The three of them stood on the west side of the building, looking up.

"That's it," Caitlyn said, counting. "Fourth one up."

"You can do it," Dmitri said. "Just calculate the angle plus the distance, and jump."

She stared at him. "Hi, we've never met. I'm Caitlyn."

"Just jump," the Boss said.

"What am I, trapped in an episode of The Bionic Woman? I couldn't even climb the rope in gym class."

"Caitlyn, shut up. Do it now. And one of you pick me up and take me with you."

"I think not," Dmitri sniffed.

"Do as you're told," the Boss ordered. "Now pick me up!"

"Don't look at me," Caitlyn said, because they were both doing exactly that when they weren't glaring at each other. "I don't know if I can do this by myself, much less with a passenger."

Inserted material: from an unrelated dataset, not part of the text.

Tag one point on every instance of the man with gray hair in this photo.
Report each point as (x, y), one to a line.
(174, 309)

Dmitri sighed and slung the Boss into his arms like the world's biggest, meanest, scowlingest baby. "Watch me." Then he crouched, and shot straight up as if he'd been fired from a cannon. He went up… ten feet, twenty, thirty… ducked his head, sailed right over the railing, and landed on her balcony.

"Show-off," Caitlyn muttered, and crouched and jumped.

And knew immediately she'd screwed it up. She was going too fast, too high, she was going to sail right over her balcony and land on the fifth floor, maybe the sixth…and, frankly, she had to admit that if there was going to be a problem with her jump; she didn't think it would be this problem.

She made a wild clutch and grabbed the railing of the fifth-floor balcony. She hung there for a moment, legs dangling, then let go and dropped, and made another grab, and then she was holding on to the metal railing of her balcony, sliding down.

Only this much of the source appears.